Domain-specific architectures (DSAs): Google's TPU (Tensor Processing Unit) for neural network inference, Apple's Neural Engine, Intel's Nervana, various edge AI chips. These are not general-purpose processors — they execute specific computational patterns extremely efficiently. The "assembly" for a TPU is XLA IR; for Apple's Neural Engine, it is Core ML compiled representations.

Near-memory computing: moving computation closer to DRAM (Processing-In-Memory) to reduce the memory bandwidth bottleneck. Research prototypes demonstrate 10-100× energy efficiency improvements for memory-bound workloads.

RISC-V proliferation: as custom silicon becomes more accessible (chiplets, open-source PDKs), RISC-V enables domain-specific cores without licensing friction.

Where Assembly Knowledge Fits

Assembly is not going away. But the question of "where does it matter" shifts:

x86-64: still dominant in servers, desktops, and laptops. Assembly knowledge is directly applicable.
ARM64: dominant in mobile, increasingly in servers (AWS Graviton, Apple M-series). Assembly directly applicable.
RISC-V: growing in embedded and custom silicon. Transferable from ARM64 knowledge.
GPU "assembly": PTX for CUDA work; understanding SIMT principles matters for GPU optimization.
DSA "assembly": compilers handle DSA programming, but understanding the computation model matters for effective use.

The skill that assembly teaches — understanding the machine without abstractions, thinking precisely about what the CPU does at each step — transfers to every future architecture, even those that have not been designed yet.
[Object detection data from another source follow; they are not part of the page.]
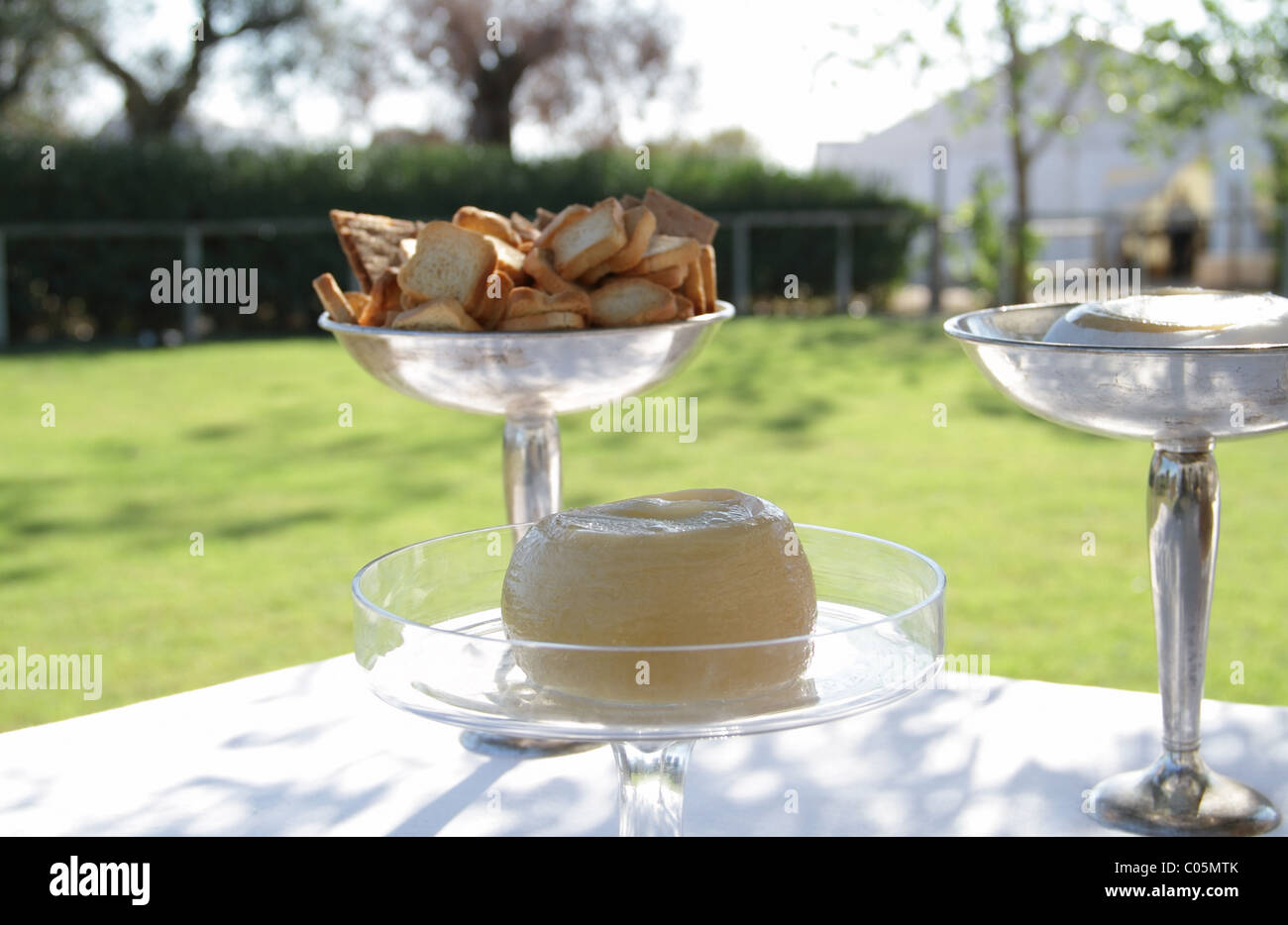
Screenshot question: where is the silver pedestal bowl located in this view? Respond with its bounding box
[318,301,734,757]
[944,304,1288,835]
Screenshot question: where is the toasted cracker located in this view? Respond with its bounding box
[606,206,657,273]
[313,273,357,325]
[389,296,483,331]
[505,287,590,321]
[523,248,581,292]
[550,198,627,279]
[532,202,590,248]
[452,206,519,248]
[698,244,716,312]
[644,187,720,244]
[590,275,677,327]
[631,264,693,288]
[499,312,587,331]
[398,222,496,309]
[358,269,402,327]
[680,258,707,312]
[627,235,702,275]
[471,269,514,331]
[331,209,422,292]
[510,213,541,248]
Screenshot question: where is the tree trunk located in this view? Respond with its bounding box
[471,65,519,151]
[1012,136,1033,303]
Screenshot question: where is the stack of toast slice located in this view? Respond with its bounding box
[313,188,718,333]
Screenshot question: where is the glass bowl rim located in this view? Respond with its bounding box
[944,297,1288,356]
[351,523,948,654]
[318,299,738,337]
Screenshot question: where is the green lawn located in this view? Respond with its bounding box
[0,318,1288,729]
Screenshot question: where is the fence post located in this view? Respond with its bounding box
[0,231,9,348]
[836,220,854,314]
[1277,206,1288,295]
[928,215,944,314]
[182,224,202,343]
[733,215,751,314]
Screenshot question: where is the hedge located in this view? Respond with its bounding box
[0,139,921,343]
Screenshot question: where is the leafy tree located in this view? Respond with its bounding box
[403,0,691,149]
[846,0,1098,295]
[44,0,309,138]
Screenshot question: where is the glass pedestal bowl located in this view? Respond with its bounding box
[353,524,945,835]
[318,301,734,758]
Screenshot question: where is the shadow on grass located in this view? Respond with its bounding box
[763,398,836,433]
[183,424,246,441]
[221,510,335,540]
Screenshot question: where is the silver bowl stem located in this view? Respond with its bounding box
[1090,440,1279,835]
[502,415,562,523]
[944,300,1288,835]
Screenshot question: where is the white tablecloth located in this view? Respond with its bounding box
[0,656,1288,835]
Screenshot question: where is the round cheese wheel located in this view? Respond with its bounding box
[1043,290,1288,347]
[501,488,816,703]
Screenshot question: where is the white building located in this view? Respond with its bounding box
[815,46,1275,287]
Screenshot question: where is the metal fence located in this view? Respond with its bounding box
[0,209,1288,347]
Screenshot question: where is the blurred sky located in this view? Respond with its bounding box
[68,0,1246,170]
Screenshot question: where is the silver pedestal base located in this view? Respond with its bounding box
[1090,751,1279,835]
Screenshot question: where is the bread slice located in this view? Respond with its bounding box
[590,277,677,327]
[680,257,707,319]
[550,200,627,279]
[486,235,528,284]
[499,312,587,331]
[634,264,693,288]
[331,209,421,292]
[313,273,357,325]
[398,222,496,309]
[358,269,402,327]
[533,202,590,248]
[523,248,581,292]
[469,269,514,331]
[628,235,702,275]
[696,244,716,312]
[577,257,612,288]
[644,187,720,244]
[344,292,371,324]
[606,206,657,273]
[389,297,483,331]
[510,213,541,248]
[452,206,519,248]
[505,287,590,321]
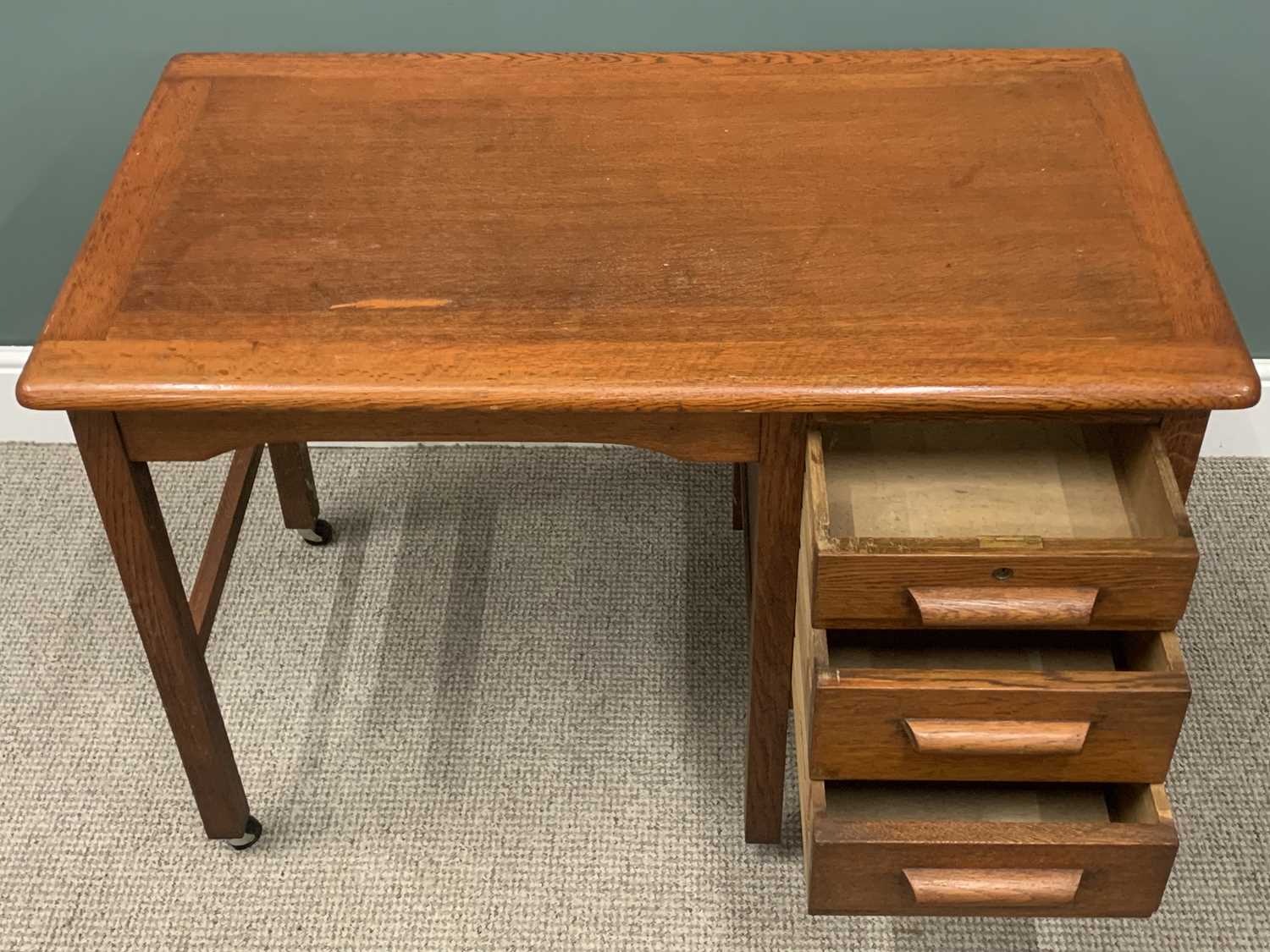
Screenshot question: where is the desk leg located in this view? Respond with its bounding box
[746,414,807,843]
[1160,410,1208,502]
[269,443,333,546]
[70,413,259,847]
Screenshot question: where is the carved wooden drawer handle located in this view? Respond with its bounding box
[904,718,1090,756]
[904,870,1085,906]
[908,586,1099,629]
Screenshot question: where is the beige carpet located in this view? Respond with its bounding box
[0,444,1270,952]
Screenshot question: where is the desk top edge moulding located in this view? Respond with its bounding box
[9,50,1259,414]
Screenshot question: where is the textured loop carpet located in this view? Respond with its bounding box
[0,444,1270,952]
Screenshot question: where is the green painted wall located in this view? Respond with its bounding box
[0,0,1270,355]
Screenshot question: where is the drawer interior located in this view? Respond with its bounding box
[822,629,1184,672]
[820,421,1186,540]
[825,781,1168,824]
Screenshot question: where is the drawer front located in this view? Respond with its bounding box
[792,631,1178,916]
[809,669,1190,784]
[808,833,1178,916]
[812,543,1199,630]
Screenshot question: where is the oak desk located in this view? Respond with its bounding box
[18,50,1259,914]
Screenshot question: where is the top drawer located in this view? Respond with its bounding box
[804,421,1198,629]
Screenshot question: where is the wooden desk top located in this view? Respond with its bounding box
[19,50,1259,413]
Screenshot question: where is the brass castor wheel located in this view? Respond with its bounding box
[299,520,335,546]
[225,815,264,850]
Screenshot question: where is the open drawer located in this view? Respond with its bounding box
[804,421,1198,630]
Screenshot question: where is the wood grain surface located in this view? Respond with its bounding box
[71,413,248,839]
[794,531,1190,784]
[908,584,1099,629]
[119,410,759,462]
[190,446,264,652]
[904,870,1084,906]
[19,50,1259,413]
[746,414,807,843]
[269,443,322,530]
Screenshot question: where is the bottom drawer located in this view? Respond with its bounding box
[794,627,1178,916]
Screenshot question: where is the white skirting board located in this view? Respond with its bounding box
[0,347,1270,457]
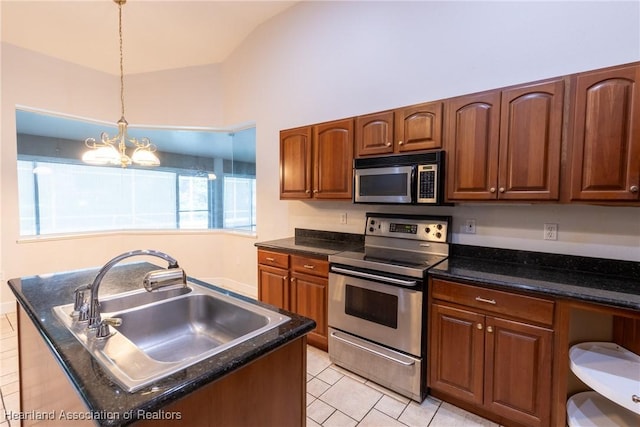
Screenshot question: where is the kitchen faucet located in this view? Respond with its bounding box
[75,249,187,338]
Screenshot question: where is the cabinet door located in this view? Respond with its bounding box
[445,91,500,200]
[395,102,442,152]
[280,126,312,199]
[355,111,393,157]
[258,264,289,310]
[498,79,564,200]
[569,65,640,201]
[484,316,553,427]
[313,119,353,199]
[429,304,484,405]
[291,273,329,351]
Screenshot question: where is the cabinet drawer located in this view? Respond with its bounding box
[431,279,554,325]
[291,255,329,277]
[258,249,289,268]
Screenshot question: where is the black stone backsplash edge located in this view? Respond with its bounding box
[294,228,364,245]
[449,244,640,280]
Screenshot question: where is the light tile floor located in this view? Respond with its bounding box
[307,347,498,427]
[0,313,498,427]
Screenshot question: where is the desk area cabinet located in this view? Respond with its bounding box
[258,249,329,351]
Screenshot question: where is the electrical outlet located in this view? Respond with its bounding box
[464,219,476,234]
[544,223,558,240]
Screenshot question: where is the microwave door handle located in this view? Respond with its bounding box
[331,265,418,288]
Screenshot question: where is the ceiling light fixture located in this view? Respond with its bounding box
[82,0,160,168]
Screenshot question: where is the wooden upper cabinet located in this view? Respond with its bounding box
[498,79,564,200]
[280,126,312,199]
[569,64,640,201]
[355,101,443,157]
[355,111,394,157]
[280,119,354,199]
[445,79,564,201]
[395,102,442,152]
[445,91,500,200]
[313,119,353,199]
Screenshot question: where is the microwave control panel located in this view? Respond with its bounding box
[416,164,438,203]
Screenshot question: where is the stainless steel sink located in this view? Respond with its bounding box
[54,282,289,392]
[115,294,269,362]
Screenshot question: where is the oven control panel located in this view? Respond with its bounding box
[365,216,449,243]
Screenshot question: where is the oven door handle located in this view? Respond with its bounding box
[331,332,416,366]
[331,265,418,288]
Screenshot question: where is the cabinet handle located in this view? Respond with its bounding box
[476,297,496,305]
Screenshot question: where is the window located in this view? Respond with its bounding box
[18,108,256,236]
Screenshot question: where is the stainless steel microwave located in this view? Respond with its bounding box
[353,150,445,205]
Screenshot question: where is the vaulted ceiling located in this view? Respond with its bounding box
[1,0,297,75]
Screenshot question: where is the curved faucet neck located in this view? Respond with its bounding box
[89,249,179,327]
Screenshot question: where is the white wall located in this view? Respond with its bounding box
[0,43,242,312]
[0,1,640,311]
[223,1,640,261]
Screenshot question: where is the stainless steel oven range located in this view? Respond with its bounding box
[329,213,451,401]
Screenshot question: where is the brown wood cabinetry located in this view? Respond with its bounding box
[258,249,329,351]
[428,279,554,426]
[280,119,353,199]
[445,79,564,201]
[355,102,443,157]
[567,64,640,201]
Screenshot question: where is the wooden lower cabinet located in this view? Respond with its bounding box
[428,280,553,427]
[258,249,329,351]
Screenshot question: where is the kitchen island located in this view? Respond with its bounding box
[9,262,315,426]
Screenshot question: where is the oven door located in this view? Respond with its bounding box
[328,265,423,357]
[353,166,415,203]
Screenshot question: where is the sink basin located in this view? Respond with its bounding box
[53,282,290,392]
[116,295,269,362]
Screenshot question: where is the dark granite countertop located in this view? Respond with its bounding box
[9,262,315,426]
[430,245,640,310]
[255,228,364,258]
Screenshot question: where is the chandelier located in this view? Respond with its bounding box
[82,0,160,168]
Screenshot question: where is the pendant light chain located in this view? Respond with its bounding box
[118,0,126,118]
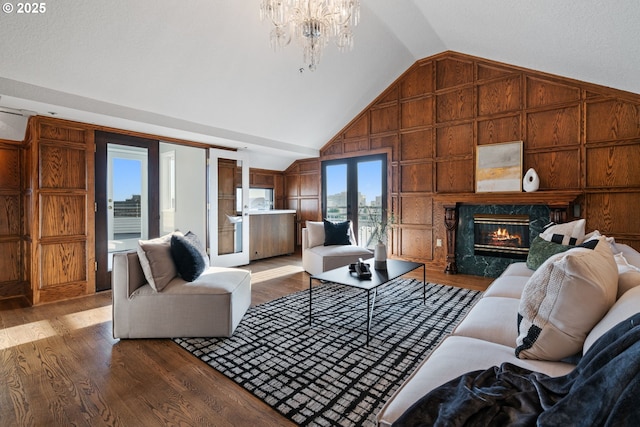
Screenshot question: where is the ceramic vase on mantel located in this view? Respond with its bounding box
[373,240,387,270]
[522,168,540,192]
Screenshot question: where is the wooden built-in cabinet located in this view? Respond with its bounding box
[249,211,296,261]
[0,140,25,299]
[22,117,95,305]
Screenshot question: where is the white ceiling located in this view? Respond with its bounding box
[0,0,640,170]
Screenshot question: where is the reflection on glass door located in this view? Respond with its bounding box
[324,163,349,222]
[209,149,249,267]
[107,144,149,261]
[322,155,387,248]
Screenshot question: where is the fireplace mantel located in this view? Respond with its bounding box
[434,191,582,209]
[434,191,582,274]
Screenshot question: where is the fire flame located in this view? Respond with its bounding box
[491,228,522,246]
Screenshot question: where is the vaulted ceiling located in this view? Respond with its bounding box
[0,0,640,170]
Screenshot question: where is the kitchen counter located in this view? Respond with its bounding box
[247,209,296,261]
[247,209,296,215]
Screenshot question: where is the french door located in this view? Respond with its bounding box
[209,148,250,267]
[322,154,387,248]
[95,132,160,291]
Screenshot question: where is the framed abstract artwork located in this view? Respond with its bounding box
[476,141,522,193]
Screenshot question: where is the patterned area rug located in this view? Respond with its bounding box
[174,279,481,426]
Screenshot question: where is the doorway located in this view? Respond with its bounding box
[95,132,160,291]
[322,154,387,248]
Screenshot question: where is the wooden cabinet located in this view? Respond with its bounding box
[249,211,295,261]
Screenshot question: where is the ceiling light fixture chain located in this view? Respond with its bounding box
[260,0,360,71]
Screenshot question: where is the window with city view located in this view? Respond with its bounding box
[322,155,387,248]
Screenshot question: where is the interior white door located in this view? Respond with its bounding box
[209,148,250,267]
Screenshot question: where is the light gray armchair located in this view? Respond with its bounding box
[112,251,251,338]
[302,221,373,275]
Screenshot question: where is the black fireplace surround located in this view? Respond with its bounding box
[473,213,529,260]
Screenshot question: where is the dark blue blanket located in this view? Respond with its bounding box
[393,313,640,427]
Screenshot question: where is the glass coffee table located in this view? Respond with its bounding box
[309,258,427,345]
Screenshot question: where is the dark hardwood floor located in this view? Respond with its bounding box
[0,254,490,426]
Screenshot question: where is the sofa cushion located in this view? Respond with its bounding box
[516,238,618,360]
[482,276,533,300]
[500,262,533,279]
[324,219,351,246]
[453,297,520,347]
[137,233,178,292]
[527,236,574,270]
[377,336,574,427]
[307,221,324,248]
[540,219,586,245]
[614,252,640,298]
[171,232,208,282]
[611,242,640,268]
[582,286,640,353]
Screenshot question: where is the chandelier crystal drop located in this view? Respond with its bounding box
[260,0,360,71]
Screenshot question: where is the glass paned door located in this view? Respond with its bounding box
[209,149,250,267]
[356,159,386,248]
[322,154,387,248]
[107,144,149,258]
[324,164,349,222]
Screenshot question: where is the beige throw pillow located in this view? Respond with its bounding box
[137,233,182,292]
[306,221,324,248]
[516,238,618,360]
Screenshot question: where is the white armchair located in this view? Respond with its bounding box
[302,221,373,275]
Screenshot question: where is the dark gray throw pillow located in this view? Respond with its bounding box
[324,219,351,246]
[171,233,206,282]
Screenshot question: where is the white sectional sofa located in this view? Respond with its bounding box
[377,239,640,426]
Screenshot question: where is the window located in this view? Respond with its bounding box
[322,154,387,248]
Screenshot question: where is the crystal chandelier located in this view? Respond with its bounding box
[260,0,360,71]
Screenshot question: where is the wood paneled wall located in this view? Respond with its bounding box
[249,168,285,209]
[285,52,640,268]
[23,117,95,305]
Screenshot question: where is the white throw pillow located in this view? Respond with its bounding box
[614,252,640,298]
[540,219,586,246]
[516,237,618,360]
[307,221,324,248]
[137,232,182,292]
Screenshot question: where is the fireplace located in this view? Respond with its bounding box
[473,214,529,259]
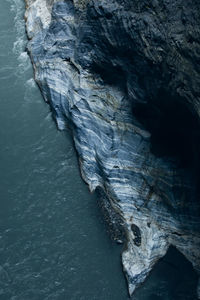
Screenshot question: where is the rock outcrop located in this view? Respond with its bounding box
[26,0,200,297]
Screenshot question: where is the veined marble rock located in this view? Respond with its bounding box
[25,0,200,297]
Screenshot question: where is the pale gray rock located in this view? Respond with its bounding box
[26,0,200,294]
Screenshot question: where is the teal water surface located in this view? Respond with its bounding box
[0,0,196,300]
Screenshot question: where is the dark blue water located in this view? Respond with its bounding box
[0,0,196,300]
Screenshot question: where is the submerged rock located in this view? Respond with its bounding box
[26,0,200,297]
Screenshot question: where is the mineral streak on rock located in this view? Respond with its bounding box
[26,0,200,297]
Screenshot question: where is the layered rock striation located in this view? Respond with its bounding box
[25,0,200,297]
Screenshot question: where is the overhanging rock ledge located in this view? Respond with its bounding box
[25,0,200,297]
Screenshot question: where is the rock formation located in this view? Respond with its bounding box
[25,0,200,297]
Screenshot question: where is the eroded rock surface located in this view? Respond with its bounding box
[26,0,200,296]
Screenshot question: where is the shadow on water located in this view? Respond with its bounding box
[0,0,196,300]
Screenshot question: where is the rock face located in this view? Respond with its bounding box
[26,0,200,297]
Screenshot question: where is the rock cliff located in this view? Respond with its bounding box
[25,0,200,297]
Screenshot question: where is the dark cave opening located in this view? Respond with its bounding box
[134,90,200,172]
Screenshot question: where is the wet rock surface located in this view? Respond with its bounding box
[26,0,200,296]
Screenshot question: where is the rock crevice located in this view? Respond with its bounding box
[26,0,200,296]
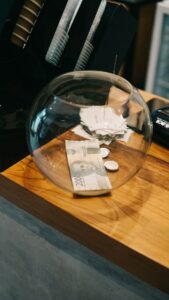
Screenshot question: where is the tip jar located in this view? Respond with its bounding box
[27,71,152,196]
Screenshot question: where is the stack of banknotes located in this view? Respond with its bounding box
[65,139,112,196]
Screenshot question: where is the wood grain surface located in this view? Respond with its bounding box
[0,92,169,292]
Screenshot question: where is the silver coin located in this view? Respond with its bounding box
[104,160,119,171]
[100,148,110,158]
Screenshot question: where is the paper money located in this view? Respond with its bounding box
[80,106,127,140]
[65,140,112,195]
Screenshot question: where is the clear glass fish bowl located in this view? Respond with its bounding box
[27,71,152,196]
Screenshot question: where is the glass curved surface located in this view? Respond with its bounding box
[27,71,152,195]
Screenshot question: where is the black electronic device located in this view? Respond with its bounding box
[0,0,136,170]
[151,105,169,148]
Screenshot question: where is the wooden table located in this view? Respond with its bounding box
[0,92,169,292]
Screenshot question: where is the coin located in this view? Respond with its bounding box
[104,160,119,171]
[100,148,110,158]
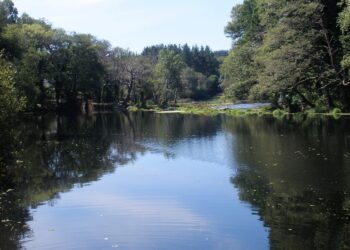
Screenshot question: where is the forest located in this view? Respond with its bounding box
[0,0,350,119]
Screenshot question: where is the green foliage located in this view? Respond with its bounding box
[272,109,287,118]
[154,49,185,106]
[0,57,25,122]
[221,0,350,112]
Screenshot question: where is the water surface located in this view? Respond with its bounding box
[0,113,350,249]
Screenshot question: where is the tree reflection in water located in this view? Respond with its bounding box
[227,116,350,249]
[0,112,350,249]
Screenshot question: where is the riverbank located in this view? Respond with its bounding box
[128,102,350,118]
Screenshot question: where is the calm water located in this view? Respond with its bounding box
[0,113,350,250]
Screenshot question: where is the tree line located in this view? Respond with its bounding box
[0,0,350,117]
[221,0,350,112]
[0,0,220,116]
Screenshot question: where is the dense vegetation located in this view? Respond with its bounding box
[0,0,350,115]
[0,0,219,113]
[221,0,350,111]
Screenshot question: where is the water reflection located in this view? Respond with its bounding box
[0,112,350,249]
[224,117,350,249]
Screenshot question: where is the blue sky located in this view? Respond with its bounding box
[14,0,242,52]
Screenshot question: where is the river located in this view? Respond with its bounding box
[0,112,350,250]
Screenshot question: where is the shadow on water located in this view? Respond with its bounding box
[0,112,350,249]
[0,113,220,249]
[223,117,350,249]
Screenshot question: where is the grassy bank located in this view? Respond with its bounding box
[129,101,350,118]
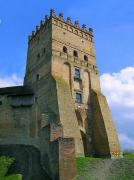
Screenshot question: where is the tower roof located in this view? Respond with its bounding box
[29,9,93,41]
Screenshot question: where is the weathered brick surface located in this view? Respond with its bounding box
[0,11,121,179]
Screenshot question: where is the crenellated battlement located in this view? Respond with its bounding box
[28,9,93,42]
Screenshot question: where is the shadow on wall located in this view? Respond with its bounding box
[0,145,51,180]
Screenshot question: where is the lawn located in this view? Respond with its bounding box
[0,156,22,180]
[74,152,134,180]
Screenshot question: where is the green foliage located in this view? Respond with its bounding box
[0,156,22,180]
[74,156,134,180]
[123,150,134,158]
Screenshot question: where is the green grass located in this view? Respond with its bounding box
[0,156,22,180]
[74,152,134,180]
[76,157,101,175]
[123,151,134,158]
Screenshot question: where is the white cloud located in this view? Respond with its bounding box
[0,74,23,87]
[100,66,134,149]
[101,67,134,108]
[119,134,134,150]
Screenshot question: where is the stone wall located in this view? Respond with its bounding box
[92,90,121,158]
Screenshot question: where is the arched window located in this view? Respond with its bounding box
[63,46,67,53]
[36,74,40,81]
[43,48,46,54]
[84,55,88,61]
[74,51,78,57]
[37,53,40,59]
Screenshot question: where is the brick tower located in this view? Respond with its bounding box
[24,10,121,158]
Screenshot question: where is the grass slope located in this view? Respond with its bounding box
[74,153,134,180]
[0,156,22,180]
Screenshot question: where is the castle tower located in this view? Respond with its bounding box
[24,10,121,157]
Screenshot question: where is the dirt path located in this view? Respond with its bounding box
[77,158,134,180]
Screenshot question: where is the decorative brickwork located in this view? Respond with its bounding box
[0,9,122,180]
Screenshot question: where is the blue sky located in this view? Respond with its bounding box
[0,0,134,148]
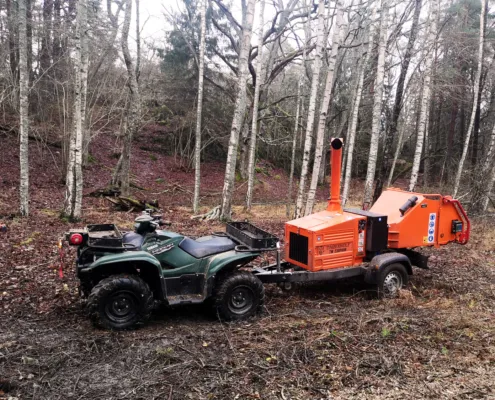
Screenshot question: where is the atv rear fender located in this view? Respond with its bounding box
[79,251,164,298]
[206,250,260,279]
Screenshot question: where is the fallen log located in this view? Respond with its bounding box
[191,206,220,221]
[87,186,120,197]
[105,196,159,211]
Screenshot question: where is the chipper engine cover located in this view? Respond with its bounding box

🔄 Check Your Understanding: 1. In the compiler pipeline, what does SSA (Static Single Assignment) form mean? 2. Why is register allocation modeled as a graph coloring problem? 3. What does a JIT compiler need to do before executing generated machine code on Linux? 4. What is the security model that makes WASM safe to run in a browser? 5. Why is RISC-V considered historically significant beyond its technical design?

Summary

Compilers transform source code through lexing, parsing, IR construction, optimization, instruction selection, register allocation, and instruction scheduling. Understanding this pipeline explains why the compiler makes the choices visible in disassembly. JIT compilers generate machine code at runtime by writing instruction bytes to executable memory (or via LLVM ORC). WebAssembly is a stack-machine portable ISA with a security model built for untrusted code execution in browsers and beyond. RISC-V is the open ISA that is changing the semiconductor landscape by enabling custom silicon without licensing friction. GPU computing uses SIMT execution at a scale that dwarfs CPU SIMD. The future is heterogeneous — but assembly knowledge is how you understand any architecture, present or future, without illusions.